The air quality on March 7 this year was funky to say the least. The flat yellowish hue of light made it hard to see as I arrived to my morning meeting in RiNo; it also smelled funny. Later that day we learned about a thermal anomaly that kept the pollution particles down making them harder than usual to ignore. But it’s no secret, particularly to those who live with asthma, that air quality in Denver is worsening. And a big portion of pollution particles that make it hard to breathe come from car exhaust.

Would we be healthier if we drove less? Most likely so. But is it possible in a growing city?

The most effective way to decrease driving is reducing the need. If we lived closer to where we work, learn, and play we wouldn’t have to drive so much. It would also make more sense for us to walk or bike. And public transportation would be more practical if more people lived closer together and closer to where they travel.

Single-Unit zoning in Denver is the most predominant zoning designation in residential neighborhoods in Denver. It keeps us far from our destinations and far from one another, forcing us to drive longer distances. It is the least-efficient form of land use in a city, consuming energy and water at much higher rate than more compact development. It requires more public infrastructure and support services. Single-Unit zoning also consumes land that could otherwise be used for parks and open space.
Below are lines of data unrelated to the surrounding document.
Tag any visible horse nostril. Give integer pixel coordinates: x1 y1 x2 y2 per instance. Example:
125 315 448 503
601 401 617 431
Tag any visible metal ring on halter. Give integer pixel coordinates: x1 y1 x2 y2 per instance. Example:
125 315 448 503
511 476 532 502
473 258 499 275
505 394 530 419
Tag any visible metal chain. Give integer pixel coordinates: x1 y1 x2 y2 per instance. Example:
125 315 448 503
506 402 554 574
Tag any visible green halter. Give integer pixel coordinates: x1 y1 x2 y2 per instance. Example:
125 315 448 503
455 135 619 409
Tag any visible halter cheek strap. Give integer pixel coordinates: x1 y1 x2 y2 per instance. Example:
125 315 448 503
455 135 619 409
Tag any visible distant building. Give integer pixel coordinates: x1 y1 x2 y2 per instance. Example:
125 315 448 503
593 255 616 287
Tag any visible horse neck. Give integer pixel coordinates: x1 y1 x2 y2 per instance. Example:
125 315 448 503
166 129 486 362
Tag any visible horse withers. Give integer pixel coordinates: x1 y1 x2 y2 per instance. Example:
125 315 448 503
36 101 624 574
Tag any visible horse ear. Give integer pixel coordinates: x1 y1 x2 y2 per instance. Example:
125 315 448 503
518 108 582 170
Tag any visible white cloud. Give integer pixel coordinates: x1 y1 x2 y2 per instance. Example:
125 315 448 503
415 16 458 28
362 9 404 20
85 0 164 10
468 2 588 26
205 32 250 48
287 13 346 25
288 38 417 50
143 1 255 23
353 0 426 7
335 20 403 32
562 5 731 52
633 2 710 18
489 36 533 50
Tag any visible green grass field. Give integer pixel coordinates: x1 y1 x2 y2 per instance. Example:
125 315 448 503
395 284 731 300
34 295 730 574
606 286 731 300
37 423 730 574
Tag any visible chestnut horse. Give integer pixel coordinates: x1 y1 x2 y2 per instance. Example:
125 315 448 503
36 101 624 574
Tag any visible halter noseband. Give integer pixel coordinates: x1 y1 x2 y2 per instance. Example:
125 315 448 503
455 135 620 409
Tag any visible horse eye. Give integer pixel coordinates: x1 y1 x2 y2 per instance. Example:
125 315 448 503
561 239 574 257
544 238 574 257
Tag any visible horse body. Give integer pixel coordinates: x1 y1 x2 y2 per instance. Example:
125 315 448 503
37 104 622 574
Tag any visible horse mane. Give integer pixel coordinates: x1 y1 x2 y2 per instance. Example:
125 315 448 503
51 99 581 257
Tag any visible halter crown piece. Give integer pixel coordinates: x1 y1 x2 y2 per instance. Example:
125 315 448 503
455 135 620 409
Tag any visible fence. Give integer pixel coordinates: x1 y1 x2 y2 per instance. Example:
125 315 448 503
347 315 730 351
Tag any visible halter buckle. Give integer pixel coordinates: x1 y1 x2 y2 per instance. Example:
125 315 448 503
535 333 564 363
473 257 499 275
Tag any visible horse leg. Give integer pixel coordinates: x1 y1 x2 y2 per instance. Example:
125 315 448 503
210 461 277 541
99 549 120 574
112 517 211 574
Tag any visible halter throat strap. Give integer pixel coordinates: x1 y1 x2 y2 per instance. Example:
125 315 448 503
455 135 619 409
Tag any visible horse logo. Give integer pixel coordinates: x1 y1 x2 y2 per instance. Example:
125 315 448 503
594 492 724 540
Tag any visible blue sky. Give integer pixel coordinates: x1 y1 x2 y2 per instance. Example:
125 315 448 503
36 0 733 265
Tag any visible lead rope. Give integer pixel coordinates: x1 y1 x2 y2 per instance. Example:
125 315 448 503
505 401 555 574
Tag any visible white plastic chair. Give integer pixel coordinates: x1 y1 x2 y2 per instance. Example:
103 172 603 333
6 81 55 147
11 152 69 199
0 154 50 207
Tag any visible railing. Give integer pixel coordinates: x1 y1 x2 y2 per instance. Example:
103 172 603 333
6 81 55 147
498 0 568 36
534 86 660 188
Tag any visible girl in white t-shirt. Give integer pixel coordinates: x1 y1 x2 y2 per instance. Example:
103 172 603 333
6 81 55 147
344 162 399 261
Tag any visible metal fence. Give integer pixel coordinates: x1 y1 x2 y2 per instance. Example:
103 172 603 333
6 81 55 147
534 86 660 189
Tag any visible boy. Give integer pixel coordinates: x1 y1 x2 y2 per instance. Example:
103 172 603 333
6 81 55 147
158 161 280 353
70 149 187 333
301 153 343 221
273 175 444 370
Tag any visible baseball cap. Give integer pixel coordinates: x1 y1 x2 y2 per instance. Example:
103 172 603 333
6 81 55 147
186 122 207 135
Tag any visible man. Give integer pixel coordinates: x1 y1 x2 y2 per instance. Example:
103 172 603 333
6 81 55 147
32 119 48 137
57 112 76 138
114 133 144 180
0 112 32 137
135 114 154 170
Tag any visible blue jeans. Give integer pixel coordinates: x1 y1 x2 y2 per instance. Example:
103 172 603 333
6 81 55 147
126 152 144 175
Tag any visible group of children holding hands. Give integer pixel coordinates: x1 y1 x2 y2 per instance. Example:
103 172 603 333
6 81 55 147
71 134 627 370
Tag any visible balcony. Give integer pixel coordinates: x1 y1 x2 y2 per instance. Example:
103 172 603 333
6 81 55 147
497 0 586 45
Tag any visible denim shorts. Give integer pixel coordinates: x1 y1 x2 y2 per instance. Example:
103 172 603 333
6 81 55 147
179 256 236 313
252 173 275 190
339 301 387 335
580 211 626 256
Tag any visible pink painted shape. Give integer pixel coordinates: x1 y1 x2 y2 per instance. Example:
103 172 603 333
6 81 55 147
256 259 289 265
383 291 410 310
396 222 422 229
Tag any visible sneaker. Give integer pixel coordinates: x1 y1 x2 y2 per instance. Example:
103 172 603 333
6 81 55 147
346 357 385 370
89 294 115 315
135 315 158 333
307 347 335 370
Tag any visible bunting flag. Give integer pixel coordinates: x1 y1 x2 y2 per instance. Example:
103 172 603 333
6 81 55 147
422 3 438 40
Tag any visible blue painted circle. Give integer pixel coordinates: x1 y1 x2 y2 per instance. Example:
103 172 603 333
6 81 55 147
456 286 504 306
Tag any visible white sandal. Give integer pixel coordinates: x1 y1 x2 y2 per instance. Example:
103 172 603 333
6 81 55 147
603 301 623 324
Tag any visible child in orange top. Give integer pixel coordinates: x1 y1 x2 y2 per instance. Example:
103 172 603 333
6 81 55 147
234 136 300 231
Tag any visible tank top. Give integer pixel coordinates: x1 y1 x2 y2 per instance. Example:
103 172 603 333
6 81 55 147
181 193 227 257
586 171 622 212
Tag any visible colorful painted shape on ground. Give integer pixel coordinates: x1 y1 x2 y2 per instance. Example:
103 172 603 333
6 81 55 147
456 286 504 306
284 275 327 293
Denver’s zoning map, April 2019. The light-yellow areas are Single-Unit residential zoned areas.
Denver’s zoning map, April 2019. The light-yellow areas are Single-Unit residential zoned areas.

Denver has very ambitious goals of reducing SOV (Single Occupancy Vehicle) commute from 73% to 50% by year 2030 and reducing greenhouse emissions by 80% by year 2050. These transportation goals cannot be reached without the support of land use. But do we have to become Manhattan to live healthier lives and preserve our open space? Not at all. We just need to relax our zoning code to allow more people to live in existing neighborhoods rich in jobs, services, and amenities.

I’ve been writing about the “missing middle” housing for a while. There are countless benefits of allowing multiple dwelling units in the building forms that traditionally have been reserved for single families. It makes our neighborhoods more inclusive and affordable. It preserves historic character of our communities. In the state where more than 30% of greenhouse emissions come from driving, making our neighborhoods more compact would reduce the need for driving and make our air cleaner. Cleaner air, ability to walk and bike, and access to parks would make Denver a healthier and more sustainable city.